Se da una parte i suoi genitori, Francesca Capoduro e Aldo Bon, entrambi nati nel 1911, lo hanno cresciuto raccontandogli questa storia, dall’altra c’era un’altra famiglia veneziana che raccontava la medesima storia al proprio figlio. Era quella di Lea Rina Cesana, la giovane ebrea tenuta nascosta nel sottotetto, e del marito cattolico Giovanni Ferrari. «La mamma mi ha sempre detto che durante la deportazione era stata salvata da una coppia di amici che l’ha tenuta nascosta - racconta il figlio Mirko Ferrari, nato un anno dopo la fine della guerra - Era molto riconoscente a questi coniugi. Anche perchè sua mamma, cioè mia nonna, Anna Jarach era stata catturata durante la retata all’ospedale civile. Fu portata alla Risiera di San Sabba e da qui ad Auschwitz senza fare più ritorno. Dal convoglio che la portava alla morte lanciò una cartolina indirizzata a Venezia ai suoi sette figli. La ritrovarono sui binari e ce la consegnarono. Quindi ricordare la storia della mamma mi ha emozionato».
I due figli - quello della salvata e quello dei salvatori - di recente si sono incontrati.

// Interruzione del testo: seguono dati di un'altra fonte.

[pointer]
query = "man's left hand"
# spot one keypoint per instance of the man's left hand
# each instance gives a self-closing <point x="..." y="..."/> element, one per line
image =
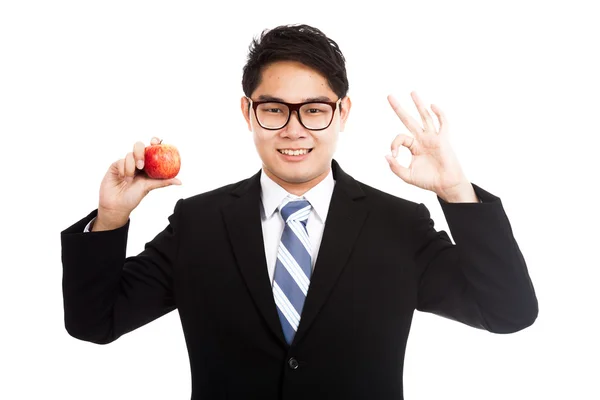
<point x="434" y="166"/>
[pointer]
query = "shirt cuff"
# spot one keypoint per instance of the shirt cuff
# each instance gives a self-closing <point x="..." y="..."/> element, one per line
<point x="89" y="226"/>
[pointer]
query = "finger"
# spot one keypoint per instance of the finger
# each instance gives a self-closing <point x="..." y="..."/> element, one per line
<point x="404" y="140"/>
<point x="121" y="167"/>
<point x="152" y="184"/>
<point x="399" y="170"/>
<point x="129" y="166"/>
<point x="138" y="154"/>
<point x="424" y="112"/>
<point x="441" y="118"/>
<point x="406" y="119"/>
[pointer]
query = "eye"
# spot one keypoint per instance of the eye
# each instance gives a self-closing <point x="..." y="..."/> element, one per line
<point x="273" y="110"/>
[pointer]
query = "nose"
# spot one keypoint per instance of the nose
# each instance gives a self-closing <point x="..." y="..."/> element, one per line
<point x="294" y="128"/>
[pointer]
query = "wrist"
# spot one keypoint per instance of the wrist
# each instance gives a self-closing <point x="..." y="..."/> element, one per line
<point x="109" y="220"/>
<point x="462" y="193"/>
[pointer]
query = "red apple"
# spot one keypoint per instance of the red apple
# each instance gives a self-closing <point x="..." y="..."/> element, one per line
<point x="161" y="161"/>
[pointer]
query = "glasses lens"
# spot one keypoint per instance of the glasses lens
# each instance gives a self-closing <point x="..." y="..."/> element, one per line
<point x="272" y="115"/>
<point x="312" y="115"/>
<point x="316" y="115"/>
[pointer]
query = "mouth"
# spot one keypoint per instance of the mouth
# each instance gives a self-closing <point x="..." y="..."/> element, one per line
<point x="294" y="152"/>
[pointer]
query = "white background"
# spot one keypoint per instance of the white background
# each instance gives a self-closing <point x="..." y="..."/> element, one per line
<point x="81" y="81"/>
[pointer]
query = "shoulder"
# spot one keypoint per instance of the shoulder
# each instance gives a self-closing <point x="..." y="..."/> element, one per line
<point x="378" y="199"/>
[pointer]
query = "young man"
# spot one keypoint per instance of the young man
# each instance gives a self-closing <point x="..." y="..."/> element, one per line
<point x="299" y="282"/>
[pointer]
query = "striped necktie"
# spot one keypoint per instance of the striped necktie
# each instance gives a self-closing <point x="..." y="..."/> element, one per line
<point x="293" y="266"/>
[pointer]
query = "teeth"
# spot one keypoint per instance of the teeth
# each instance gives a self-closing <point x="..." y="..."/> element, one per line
<point x="294" y="152"/>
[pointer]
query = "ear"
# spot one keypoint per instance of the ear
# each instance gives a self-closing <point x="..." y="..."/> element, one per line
<point x="345" y="106"/>
<point x="245" y="106"/>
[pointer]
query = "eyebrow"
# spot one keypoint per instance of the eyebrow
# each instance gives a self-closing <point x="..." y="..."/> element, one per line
<point x="266" y="97"/>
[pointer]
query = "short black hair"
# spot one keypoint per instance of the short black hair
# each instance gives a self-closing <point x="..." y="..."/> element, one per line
<point x="300" y="43"/>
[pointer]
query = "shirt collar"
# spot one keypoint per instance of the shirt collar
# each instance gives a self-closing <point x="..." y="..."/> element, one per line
<point x="272" y="195"/>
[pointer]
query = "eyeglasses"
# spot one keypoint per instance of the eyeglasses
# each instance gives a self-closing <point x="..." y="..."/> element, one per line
<point x="313" y="115"/>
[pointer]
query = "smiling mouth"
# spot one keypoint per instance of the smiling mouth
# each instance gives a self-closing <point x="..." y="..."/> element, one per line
<point x="299" y="152"/>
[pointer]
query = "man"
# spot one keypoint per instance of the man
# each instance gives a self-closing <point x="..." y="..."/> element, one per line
<point x="299" y="282"/>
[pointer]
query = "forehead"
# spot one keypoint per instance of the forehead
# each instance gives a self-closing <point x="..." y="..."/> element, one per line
<point x="293" y="82"/>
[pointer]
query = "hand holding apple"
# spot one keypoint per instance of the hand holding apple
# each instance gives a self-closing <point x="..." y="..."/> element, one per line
<point x="125" y="184"/>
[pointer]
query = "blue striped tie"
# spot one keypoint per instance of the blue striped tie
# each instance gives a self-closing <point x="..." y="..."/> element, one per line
<point x="293" y="266"/>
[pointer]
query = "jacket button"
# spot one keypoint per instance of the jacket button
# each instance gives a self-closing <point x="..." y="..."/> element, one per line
<point x="293" y="363"/>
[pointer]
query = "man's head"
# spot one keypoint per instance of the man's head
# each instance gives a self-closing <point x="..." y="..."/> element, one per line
<point x="295" y="64"/>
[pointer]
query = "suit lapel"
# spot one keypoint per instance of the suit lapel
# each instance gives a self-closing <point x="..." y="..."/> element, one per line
<point x="242" y="219"/>
<point x="345" y="219"/>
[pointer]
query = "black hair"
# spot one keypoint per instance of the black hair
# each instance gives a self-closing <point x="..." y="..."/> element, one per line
<point x="300" y="43"/>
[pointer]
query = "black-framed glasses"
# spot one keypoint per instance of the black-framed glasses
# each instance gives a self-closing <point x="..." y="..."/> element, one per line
<point x="313" y="115"/>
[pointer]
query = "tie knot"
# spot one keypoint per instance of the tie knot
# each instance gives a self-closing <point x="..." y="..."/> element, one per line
<point x="295" y="210"/>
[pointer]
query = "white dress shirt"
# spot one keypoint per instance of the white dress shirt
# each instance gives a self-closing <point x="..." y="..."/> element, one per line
<point x="271" y="196"/>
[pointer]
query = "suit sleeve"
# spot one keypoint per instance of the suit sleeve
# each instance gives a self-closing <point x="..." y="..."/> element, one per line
<point x="105" y="293"/>
<point x="482" y="280"/>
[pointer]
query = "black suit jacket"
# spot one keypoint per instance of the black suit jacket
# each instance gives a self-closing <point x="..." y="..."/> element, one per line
<point x="379" y="260"/>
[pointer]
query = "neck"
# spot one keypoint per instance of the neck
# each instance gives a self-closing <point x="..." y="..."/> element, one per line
<point x="297" y="188"/>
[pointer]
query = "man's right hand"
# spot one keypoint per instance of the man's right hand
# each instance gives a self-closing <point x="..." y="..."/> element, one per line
<point x="123" y="188"/>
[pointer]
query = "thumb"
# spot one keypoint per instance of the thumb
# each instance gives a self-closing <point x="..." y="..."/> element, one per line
<point x="402" y="172"/>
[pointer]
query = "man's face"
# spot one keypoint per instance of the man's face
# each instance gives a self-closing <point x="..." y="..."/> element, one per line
<point x="293" y="82"/>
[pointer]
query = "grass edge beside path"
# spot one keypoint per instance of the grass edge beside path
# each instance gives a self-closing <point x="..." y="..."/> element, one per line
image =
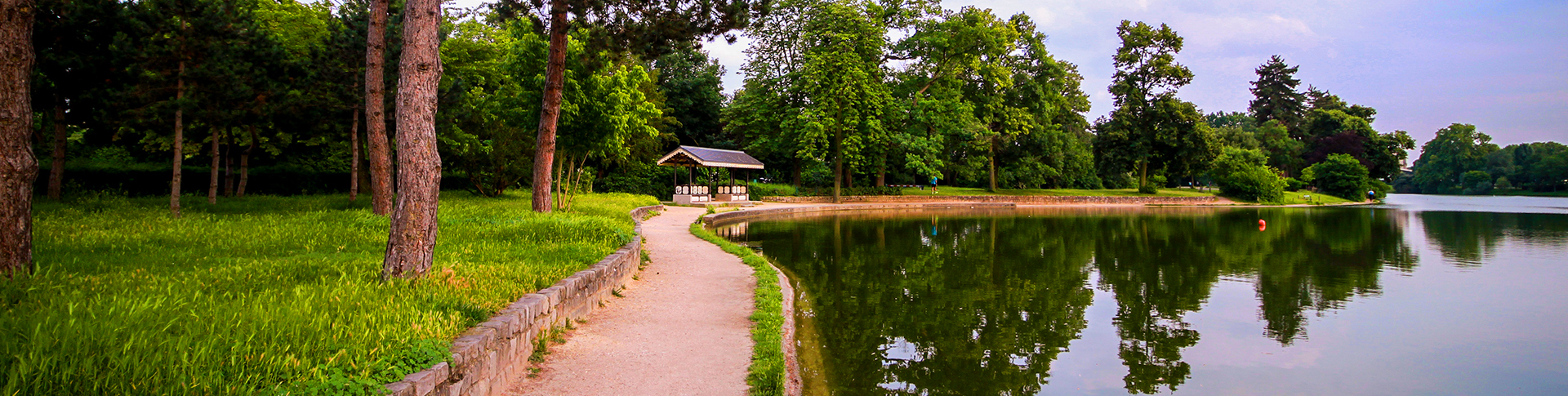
<point x="765" y="375"/>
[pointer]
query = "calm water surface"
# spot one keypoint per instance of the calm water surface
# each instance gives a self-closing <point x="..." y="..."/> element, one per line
<point x="1424" y="296"/>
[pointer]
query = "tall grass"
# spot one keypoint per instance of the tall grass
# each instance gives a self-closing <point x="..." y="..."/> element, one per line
<point x="765" y="375"/>
<point x="270" y="295"/>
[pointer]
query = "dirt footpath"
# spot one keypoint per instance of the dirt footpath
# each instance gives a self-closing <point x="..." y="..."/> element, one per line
<point x="681" y="329"/>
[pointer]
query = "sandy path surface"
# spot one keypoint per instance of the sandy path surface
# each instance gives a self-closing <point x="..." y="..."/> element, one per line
<point x="681" y="329"/>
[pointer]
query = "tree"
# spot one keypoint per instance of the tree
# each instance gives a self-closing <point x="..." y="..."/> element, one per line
<point x="843" y="83"/>
<point x="375" y="114"/>
<point x="690" y="82"/>
<point x="1457" y="149"/>
<point x="1339" y="176"/>
<point x="18" y="167"/>
<point x="73" y="41"/>
<point x="412" y="242"/>
<point x="1150" y="124"/>
<point x="1244" y="174"/>
<point x="1275" y="93"/>
<point x="618" y="25"/>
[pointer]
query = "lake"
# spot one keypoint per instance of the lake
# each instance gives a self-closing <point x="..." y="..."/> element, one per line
<point x="1423" y="296"/>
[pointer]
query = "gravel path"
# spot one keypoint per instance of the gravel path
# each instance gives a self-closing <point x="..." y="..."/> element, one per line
<point x="681" y="329"/>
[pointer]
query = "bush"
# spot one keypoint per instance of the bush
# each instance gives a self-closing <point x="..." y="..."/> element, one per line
<point x="1242" y="174"/>
<point x="1339" y="176"/>
<point x="770" y="189"/>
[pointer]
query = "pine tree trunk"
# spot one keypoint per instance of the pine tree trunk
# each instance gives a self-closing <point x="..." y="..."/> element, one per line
<point x="18" y="165"/>
<point x="838" y="165"/>
<point x="245" y="163"/>
<point x="375" y="113"/>
<point x="554" y="80"/>
<point x="353" y="150"/>
<point x="179" y="143"/>
<point x="212" y="184"/>
<point x="228" y="165"/>
<point x="412" y="243"/>
<point x="57" y="171"/>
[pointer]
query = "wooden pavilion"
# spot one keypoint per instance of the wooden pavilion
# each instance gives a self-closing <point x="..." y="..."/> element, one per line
<point x="695" y="193"/>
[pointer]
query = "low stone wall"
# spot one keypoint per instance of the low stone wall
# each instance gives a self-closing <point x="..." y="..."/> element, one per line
<point x="490" y="358"/>
<point x="1012" y="199"/>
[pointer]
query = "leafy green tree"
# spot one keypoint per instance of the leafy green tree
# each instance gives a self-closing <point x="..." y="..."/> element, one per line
<point x="1150" y="124"/>
<point x="644" y="29"/>
<point x="1244" y="174"/>
<point x="1339" y="176"/>
<point x="1454" y="150"/>
<point x="1275" y="96"/>
<point x="693" y="93"/>
<point x="843" y="82"/>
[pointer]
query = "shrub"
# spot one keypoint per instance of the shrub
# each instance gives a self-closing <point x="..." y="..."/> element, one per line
<point x="1242" y="174"/>
<point x="1339" y="176"/>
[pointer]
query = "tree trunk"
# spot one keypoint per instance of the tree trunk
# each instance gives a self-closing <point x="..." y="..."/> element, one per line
<point x="353" y="150"/>
<point x="228" y="165"/>
<point x="57" y="171"/>
<point x="245" y="163"/>
<point x="179" y="143"/>
<point x="412" y="243"/>
<point x="375" y="113"/>
<point x="212" y="184"/>
<point x="18" y="165"/>
<point x="554" y="77"/>
<point x="838" y="165"/>
<point x="795" y="172"/>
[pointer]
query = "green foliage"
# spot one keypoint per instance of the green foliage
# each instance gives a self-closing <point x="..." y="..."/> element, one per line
<point x="270" y="295"/>
<point x="1339" y="176"/>
<point x="1244" y="174"/>
<point x="1457" y="149"/>
<point x="1291" y="184"/>
<point x="765" y="375"/>
<point x="1150" y="126"/>
<point x="1476" y="182"/>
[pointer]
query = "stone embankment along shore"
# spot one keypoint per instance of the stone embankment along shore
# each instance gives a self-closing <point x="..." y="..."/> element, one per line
<point x="491" y="356"/>
<point x="1012" y="199"/>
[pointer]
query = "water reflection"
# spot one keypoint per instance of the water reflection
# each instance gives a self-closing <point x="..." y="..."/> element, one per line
<point x="949" y="302"/>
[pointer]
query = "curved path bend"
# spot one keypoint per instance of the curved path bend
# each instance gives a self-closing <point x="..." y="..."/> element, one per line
<point x="681" y="329"/>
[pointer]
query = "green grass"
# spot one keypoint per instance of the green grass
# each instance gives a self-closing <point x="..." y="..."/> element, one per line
<point x="765" y="375"/>
<point x="270" y="295"/>
<point x="949" y="191"/>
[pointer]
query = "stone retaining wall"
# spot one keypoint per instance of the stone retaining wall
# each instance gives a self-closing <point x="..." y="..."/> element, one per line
<point x="1013" y="199"/>
<point x="490" y="358"/>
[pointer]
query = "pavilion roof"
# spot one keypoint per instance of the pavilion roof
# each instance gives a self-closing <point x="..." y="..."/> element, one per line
<point x="692" y="155"/>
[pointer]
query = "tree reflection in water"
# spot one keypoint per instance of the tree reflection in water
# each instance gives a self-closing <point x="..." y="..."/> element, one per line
<point x="954" y="302"/>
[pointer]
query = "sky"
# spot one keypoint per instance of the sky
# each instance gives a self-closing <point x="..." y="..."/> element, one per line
<point x="1501" y="66"/>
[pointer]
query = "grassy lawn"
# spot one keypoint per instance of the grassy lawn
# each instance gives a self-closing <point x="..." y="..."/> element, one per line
<point x="1294" y="198"/>
<point x="270" y="295"/>
<point x="1094" y="193"/>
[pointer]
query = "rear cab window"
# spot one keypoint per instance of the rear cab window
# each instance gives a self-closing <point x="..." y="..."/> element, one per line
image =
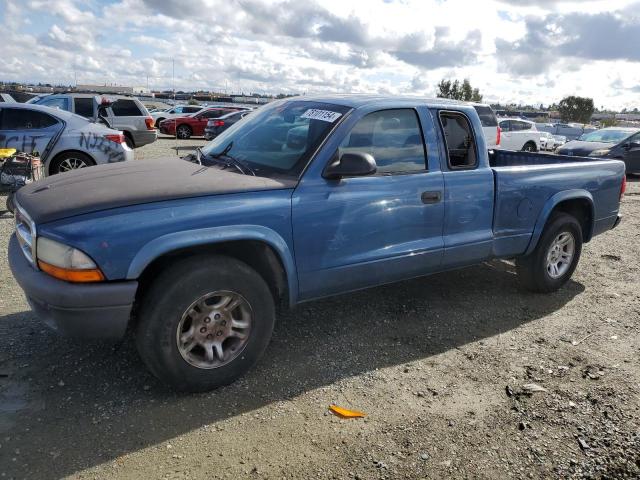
<point x="487" y="117"/>
<point x="392" y="137"/>
<point x="459" y="141"/>
<point x="125" y="108"/>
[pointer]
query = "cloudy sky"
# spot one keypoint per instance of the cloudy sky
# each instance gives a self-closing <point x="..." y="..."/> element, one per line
<point x="521" y="51"/>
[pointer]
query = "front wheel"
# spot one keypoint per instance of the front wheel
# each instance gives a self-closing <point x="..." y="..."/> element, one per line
<point x="555" y="257"/>
<point x="204" y="322"/>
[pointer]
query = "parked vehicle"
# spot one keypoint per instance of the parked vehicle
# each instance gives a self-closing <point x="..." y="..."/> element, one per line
<point x="173" y="112"/>
<point x="518" y="134"/>
<point x="490" y="128"/>
<point x="193" y="125"/>
<point x="215" y="126"/>
<point x="614" y="142"/>
<point x="64" y="141"/>
<point x="305" y="198"/>
<point x="570" y="131"/>
<point x="126" y="114"/>
<point x="551" y="142"/>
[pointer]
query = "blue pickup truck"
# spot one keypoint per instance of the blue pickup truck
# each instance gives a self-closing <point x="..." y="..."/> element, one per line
<point x="305" y="198"/>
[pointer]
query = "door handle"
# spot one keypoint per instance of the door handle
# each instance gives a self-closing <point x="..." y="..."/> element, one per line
<point x="431" y="197"/>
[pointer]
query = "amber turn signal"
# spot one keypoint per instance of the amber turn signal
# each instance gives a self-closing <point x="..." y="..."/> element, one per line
<point x="68" y="275"/>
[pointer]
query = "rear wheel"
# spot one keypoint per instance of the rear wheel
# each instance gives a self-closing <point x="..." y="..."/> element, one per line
<point x="183" y="131"/>
<point x="555" y="257"/>
<point x="208" y="328"/>
<point x="68" y="161"/>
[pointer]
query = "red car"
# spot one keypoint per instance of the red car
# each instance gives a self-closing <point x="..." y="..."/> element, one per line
<point x="193" y="124"/>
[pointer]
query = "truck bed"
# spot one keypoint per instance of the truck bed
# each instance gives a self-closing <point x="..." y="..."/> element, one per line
<point x="525" y="184"/>
<point x="508" y="158"/>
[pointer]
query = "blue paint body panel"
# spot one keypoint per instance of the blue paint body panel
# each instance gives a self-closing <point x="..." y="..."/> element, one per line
<point x="334" y="236"/>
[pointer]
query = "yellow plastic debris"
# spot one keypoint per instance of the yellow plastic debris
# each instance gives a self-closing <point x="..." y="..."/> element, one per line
<point x="7" y="152"/>
<point x="344" y="413"/>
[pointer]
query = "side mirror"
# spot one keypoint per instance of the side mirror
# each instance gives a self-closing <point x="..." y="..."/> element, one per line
<point x="354" y="164"/>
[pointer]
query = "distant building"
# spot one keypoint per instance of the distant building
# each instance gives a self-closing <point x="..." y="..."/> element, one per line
<point x="119" y="89"/>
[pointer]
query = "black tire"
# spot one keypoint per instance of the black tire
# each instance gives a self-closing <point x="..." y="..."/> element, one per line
<point x="59" y="163"/>
<point x="10" y="203"/>
<point x="532" y="269"/>
<point x="183" y="131"/>
<point x="168" y="300"/>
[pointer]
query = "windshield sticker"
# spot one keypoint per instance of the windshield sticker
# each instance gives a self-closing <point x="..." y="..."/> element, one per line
<point x="324" y="115"/>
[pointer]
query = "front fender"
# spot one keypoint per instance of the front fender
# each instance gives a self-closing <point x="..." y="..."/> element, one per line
<point x="210" y="236"/>
<point x="552" y="203"/>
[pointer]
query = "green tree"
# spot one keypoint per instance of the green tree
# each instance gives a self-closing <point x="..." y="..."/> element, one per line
<point x="576" y="109"/>
<point x="458" y="91"/>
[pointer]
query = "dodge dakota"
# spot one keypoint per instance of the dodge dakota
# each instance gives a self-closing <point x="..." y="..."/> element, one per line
<point x="305" y="198"/>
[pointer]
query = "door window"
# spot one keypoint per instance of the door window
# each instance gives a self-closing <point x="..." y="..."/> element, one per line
<point x="392" y="137"/>
<point x="83" y="107"/>
<point x="23" y="119"/>
<point x="461" y="146"/>
<point x="519" y="126"/>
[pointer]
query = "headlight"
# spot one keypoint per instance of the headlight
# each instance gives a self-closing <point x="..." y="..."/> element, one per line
<point x="65" y="262"/>
<point x="600" y="153"/>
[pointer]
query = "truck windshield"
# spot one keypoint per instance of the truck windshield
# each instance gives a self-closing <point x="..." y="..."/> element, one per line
<point x="277" y="139"/>
<point x="606" y="136"/>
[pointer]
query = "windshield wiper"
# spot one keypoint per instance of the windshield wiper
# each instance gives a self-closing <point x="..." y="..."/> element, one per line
<point x="224" y="158"/>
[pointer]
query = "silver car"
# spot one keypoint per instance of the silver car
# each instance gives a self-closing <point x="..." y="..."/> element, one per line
<point x="127" y="114"/>
<point x="65" y="141"/>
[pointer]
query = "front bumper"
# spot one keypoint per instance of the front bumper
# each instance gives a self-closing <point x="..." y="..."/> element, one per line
<point x="96" y="310"/>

Si sono raccontati lo stesso episodio, quello sentito dai rispettivi genitori quando erano bimbi, e si sono abbracciati. «La deportazione e l’uccisione di 246 ebrei veneziani non si deve dimenticare - conclude Aurelio Bon - però desidererei che nemmeno il gesto dei miei genitori, sicuramente uno dei tanti, svanisse nel nulla».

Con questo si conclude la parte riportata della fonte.